Victoria Alonso

Source: Marvel Studios

Victoria Alonso

The 2021 Annecy Festival’s Women In Animation World Summit began on Monday (June 14) with a fireside chat with Marvel Studios’ executive vice president of production Victoria Alonso.

Appearing via video link to introduce Marvel’s first foray into animation, Disney+ series What If…?, Alonso also used her time in conversation with Women In Animation secretary Julie Crommett to speak about the power of diversity in front of and behind the camera.

Buenos Aires-born Alonso, who began working in visual effects for Digital Domain among others, joined Marvel Studios 15 years ago and is executive producer on the Disney-owned company’s feature films and streaming content. Her remit now includes the company’s expansion into animation, with What If…? the first of many for the Marvel Cinematic Universe.

“Often we have been accused that our movies are photorealistic animation because a lot of our characters, a lot of our environments, a lot of what’s happening in our final battles are full-on digital, so we’re not strangers to animation proper,” said Alonso. 

As with visual effects, Marvel plans to work with animation companies around the globe. “I truly believe that part of having a more cohesive storytelling voice is when you gather people from all over the world and animation gives you that,” she said. “We’ve been doing it with visual effects forever, but this is a chance to work with different people in different places.”

On the topic of representation and inclusion, in front and behind the camera, Alonso stated that both had long been part of the company’s philosophy. “Inclusion, diversity and gender parity all go hand-in-hand with showing the world as is,” she said. “There are about 6,000 characters in the Marvel library we have access to, so if this goes right, we will be telling these stories for generations to come.

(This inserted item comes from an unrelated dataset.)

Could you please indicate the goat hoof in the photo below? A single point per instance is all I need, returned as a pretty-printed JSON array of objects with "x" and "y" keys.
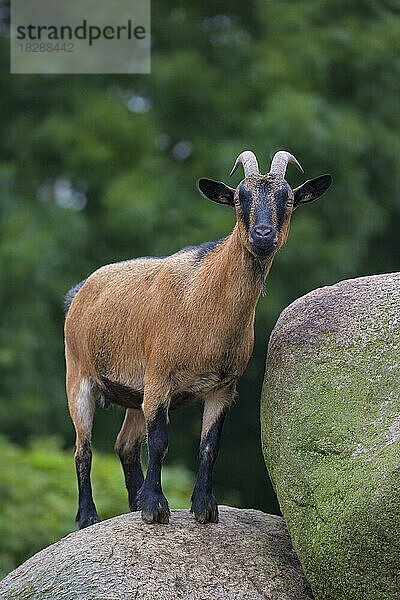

“The only reason [Marvel] has this level of success, consistently, is because our audience is global, and you can’t have a global audience and not somehow start to represent it,” Alonso continued. “So, for us, it was important that we have that. For the longest time we were told a woman-led film will never open. They told us that Black Panther was never going open, that nobody wanted a completely black cast – and that made $1.3bn.

“You can look at it from the social point of view, the cultural point of view, but this is a business. From the fiscal point of view, you are leaving money at the table by not representing – 51% of our audience is female, 28% of our audience is Hispanic. If we don’t represent the people that watch what we make, eventually they’ll go elsewhere because somebody else will figure it out, ‘There’s money to be made there.’”

Growing up, Alonso said her exposure to the power of diversity came from the United Colours of Benetton advertising campaigns in the 1990s, which featured people from all over the world, and she has been a champion for underrepresented voices throughout her career even when it was “uncomfortable to do so”.

“When I walk into a room, I do a head count of how many women are in the room. And if there are only three women in the room and 17 men, I usually make this comment: ‘There’s a lot of men here today,’” she revealed. “It is calling out what it is.”

By the same token, Alonso doesn’t want to walk into a roomful of women either. “I believe the balance is good – the male, the female, and the other,” she noted. “All of that is good for us.”